Nobl9 - News and updates on SRE, SLO and general reliability

4 Considerations for a Great SLO Platform

Written by Keri Melich | Aug 29, 2022 6:21:51 PM

Managing a service well comes down to one thing: customer satisfaction. A service without customers isn’t worth much, even if it’s 99.999% reliable. So why have we for so long put the maintenance of our services before the customer experience? It stems from systemic patterns in the workplace where development (the services) and operations (the customer experience) are siloed. I’ve seen so much burnout in our industry due to one person or group firefighting to hold up their side of that equation without much consideration of or consultation with the other—and this is why DevOps tools that promote shared principles and collaboration are crucial to our work and happiness, and ultimately to customer satisfaction.

So how do we quantify the benefits of maintaining services with our customers in mind? We can do this in time spent on toil, time spent firefighting, the number of times we are woken up in the middle of the night to deal with an incident, and our deployment velocity. 

As an incident responder, a favorite DevOps tool that has helped me manage my on-call stress is the Service Level Objective (SLO).

Conceptually, SLOs are pretty simple: we’re setting targets for our services based on minimum satisfaction levels determined by our customer journeys and expectations. While that may be easier said than done, there are an ever-growing number of platforms that can help us do just that. To find the right solution for your team, I recommend starting with the following four important considerations.

1. Build or buy

Deciding whether to build it or buy it is typically the starting point of any conversation about adopting a new tool. Five years ago this would’ve been a quick decision, but there are now a growing number of SaaS and open source SLO solutions out there. So how do we weigh our options? I measure them in terms of toil. Maintenance is a significant source of toil in our industry, and a platform that integrates many sources (such as monitoring tools, communication tools, incident management tools, identity providers, etc.) is a recipe for large amounts of toil. A great SLO platform should help you deal with toil, not add to it. If your team is small and already fighting fires constantly, you likely don’t have the resources to build and maintain an SLO platform without significant toil. If you think about this in terms of annual cost: how many engineers does it take to build and maintain an SLO platform that’s easy to adopt? If they work on this project full time, is that less than or equivalent to the cost to buy it?

2. Tool agnosticism

We’re far past the days when a single monitoring solution was enough. Most of us use many monitoring tools, and that’s why it’s so important for our SLO platforms to be tool agnostic. Many SLO platforms are built as extensions to existing monitoring tools, and while this may be useful in a handful of cases, it can quickly limit our ability to scale our SLOs with our services. A great SLO platform should work seamlessly with as many sources as you need from your current stack but also to your future scale.

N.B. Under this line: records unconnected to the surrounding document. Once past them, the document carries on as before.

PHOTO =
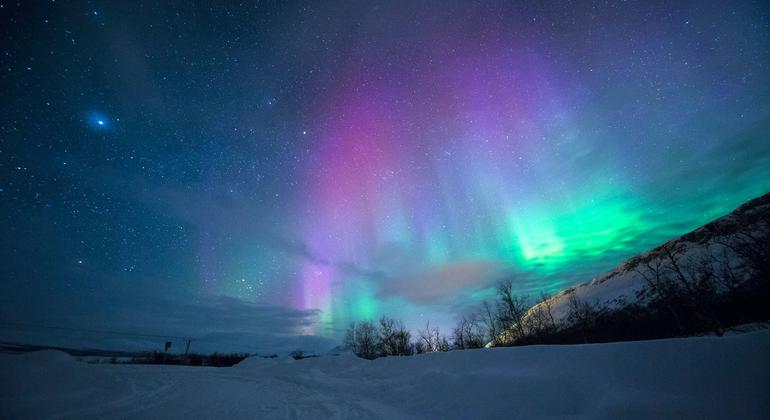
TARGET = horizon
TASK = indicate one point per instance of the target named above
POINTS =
(258, 180)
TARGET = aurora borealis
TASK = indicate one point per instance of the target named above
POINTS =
(347, 161)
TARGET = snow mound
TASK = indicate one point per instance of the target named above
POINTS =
(705, 378)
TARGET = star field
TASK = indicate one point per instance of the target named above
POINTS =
(363, 159)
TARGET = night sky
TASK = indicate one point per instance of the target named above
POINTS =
(263, 174)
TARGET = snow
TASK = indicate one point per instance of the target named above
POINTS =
(704, 377)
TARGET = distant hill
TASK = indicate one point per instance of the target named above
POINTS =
(716, 274)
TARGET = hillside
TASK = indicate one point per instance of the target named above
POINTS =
(730, 250)
(701, 377)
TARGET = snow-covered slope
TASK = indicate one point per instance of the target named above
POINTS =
(705, 377)
(622, 283)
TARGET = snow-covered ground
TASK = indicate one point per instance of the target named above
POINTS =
(706, 377)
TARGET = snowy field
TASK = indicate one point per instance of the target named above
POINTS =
(706, 377)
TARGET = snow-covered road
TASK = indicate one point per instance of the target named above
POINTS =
(707, 377)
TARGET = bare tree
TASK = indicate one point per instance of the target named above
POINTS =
(468, 333)
(395, 339)
(581, 315)
(490, 322)
(511, 310)
(432, 340)
(362, 339)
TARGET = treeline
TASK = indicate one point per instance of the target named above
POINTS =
(193, 359)
(722, 279)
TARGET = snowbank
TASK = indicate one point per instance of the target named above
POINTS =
(707, 377)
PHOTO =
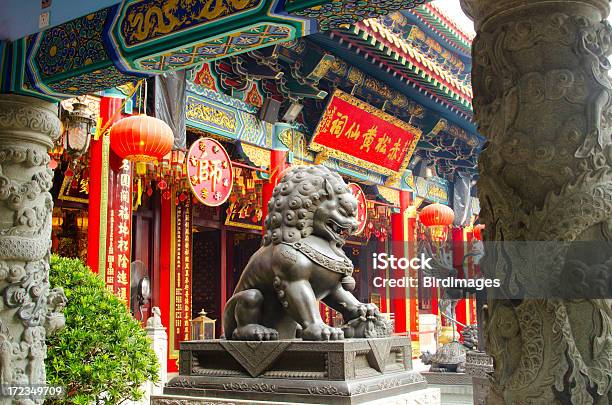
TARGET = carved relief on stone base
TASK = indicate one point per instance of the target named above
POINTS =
(31, 307)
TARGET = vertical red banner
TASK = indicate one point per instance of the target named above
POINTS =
(182, 274)
(119, 235)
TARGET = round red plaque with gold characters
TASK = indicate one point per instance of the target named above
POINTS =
(210, 173)
(362, 208)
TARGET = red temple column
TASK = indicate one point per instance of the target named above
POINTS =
(165, 267)
(401, 238)
(278, 164)
(458, 238)
(98, 187)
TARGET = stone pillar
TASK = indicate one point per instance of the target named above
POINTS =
(543, 99)
(29, 309)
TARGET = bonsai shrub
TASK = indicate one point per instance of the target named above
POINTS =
(102, 356)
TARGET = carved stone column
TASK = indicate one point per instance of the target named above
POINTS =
(543, 99)
(28, 307)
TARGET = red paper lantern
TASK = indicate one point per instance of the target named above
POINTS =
(436, 215)
(478, 229)
(437, 218)
(141, 138)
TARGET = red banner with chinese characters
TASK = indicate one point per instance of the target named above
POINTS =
(209, 170)
(356, 132)
(119, 237)
(182, 275)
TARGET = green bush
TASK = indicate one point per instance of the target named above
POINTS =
(102, 355)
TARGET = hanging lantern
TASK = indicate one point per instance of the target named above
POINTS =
(437, 218)
(141, 139)
(478, 230)
(77, 129)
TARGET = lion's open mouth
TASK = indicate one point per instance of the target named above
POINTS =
(342, 231)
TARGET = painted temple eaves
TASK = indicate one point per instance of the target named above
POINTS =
(138, 38)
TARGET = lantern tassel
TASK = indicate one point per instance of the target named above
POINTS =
(139, 198)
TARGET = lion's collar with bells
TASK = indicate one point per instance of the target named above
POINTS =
(344, 266)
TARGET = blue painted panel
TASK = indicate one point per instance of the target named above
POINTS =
(19, 18)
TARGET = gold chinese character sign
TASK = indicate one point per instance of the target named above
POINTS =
(210, 173)
(354, 131)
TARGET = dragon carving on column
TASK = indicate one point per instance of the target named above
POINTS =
(543, 98)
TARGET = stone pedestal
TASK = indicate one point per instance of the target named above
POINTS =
(479, 366)
(30, 308)
(353, 371)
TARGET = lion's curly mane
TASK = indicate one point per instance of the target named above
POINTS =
(295, 200)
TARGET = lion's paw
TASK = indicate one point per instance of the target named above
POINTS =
(254, 332)
(321, 331)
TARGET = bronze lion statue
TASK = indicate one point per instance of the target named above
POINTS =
(301, 262)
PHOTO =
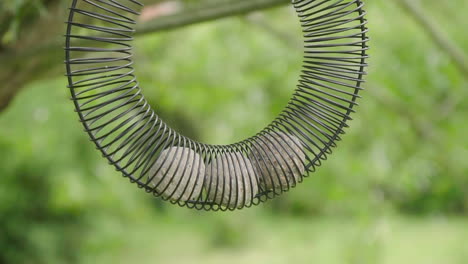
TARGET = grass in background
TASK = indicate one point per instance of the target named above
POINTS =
(404, 155)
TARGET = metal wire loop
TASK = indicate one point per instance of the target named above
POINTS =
(132, 137)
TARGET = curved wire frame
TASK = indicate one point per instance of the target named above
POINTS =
(144, 149)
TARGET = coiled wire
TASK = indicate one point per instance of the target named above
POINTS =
(132, 137)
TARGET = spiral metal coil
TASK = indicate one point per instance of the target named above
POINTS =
(133, 138)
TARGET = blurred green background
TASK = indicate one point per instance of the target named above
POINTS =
(395, 191)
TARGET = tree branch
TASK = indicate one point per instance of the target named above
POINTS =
(23, 65)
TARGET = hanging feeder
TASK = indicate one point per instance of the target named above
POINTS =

3. Role-Based Access Control (RBAC)
Living in a world of various compliance standards (SOC 2, HIPAA, ISO, etc.), RBAC has become a fairly common offering. However, I still find it important to highlight as a consideration for a great SLO platform because of its implications. SLOs are useful because they provide an easy-to-understand overview of the state of the product, something anyone across the company can use in their respective role. This makes them a valuable tool for fostering and facilitating communication, and therefore the ability to provide an appropriate level of access to everyone in the company remains an important offering that we should not ignore. In fact, I would love for our Nobl9 SLOs to be public, but that’s a post for another day!

4. Incident management

If you have ever been on call, this topic could be the bane of your professional existence, which makes it a crucial consideration for a great SLO platform. SLOs should always help your on-call team, and an SLO platform does this by providing meaningful alerts, like predictive alerting based on the consumption rate of your error budget. But let’s not forget the primary function of SLOs: to map our monitoring data to our customer journeys. If your alerts do not embody this by focusing on your customer journey(s) and measuring actual impacts, SLOs can quickly become another channel of stress and alert fatigue in incident management. A great SLO platform should help you build meaningful alerts based on meaningful customer experiences. 

An SLO Platform 

The value add of a great SLO platform is exponential when we are at our most stressed. It’s easy to get lost in the constant firefighting, and we often feel that we don’t have the time or resources to set up SLOs. But this is when they are most valuable! Our toolkit can be the first step in the right direction toward a development and deployment culture that focuses on achievable goals. When we take the time to talk about reliability in a realistic way, we’re giving ourselves permission to be “good enough.” Perfect is the enemy of good, and stress can easily make work feel overwhelming. So when we aim for “good” in a culture that does not cultivate stress, we have more time to iterate in ways that actually impact our customers and lead us to “great.”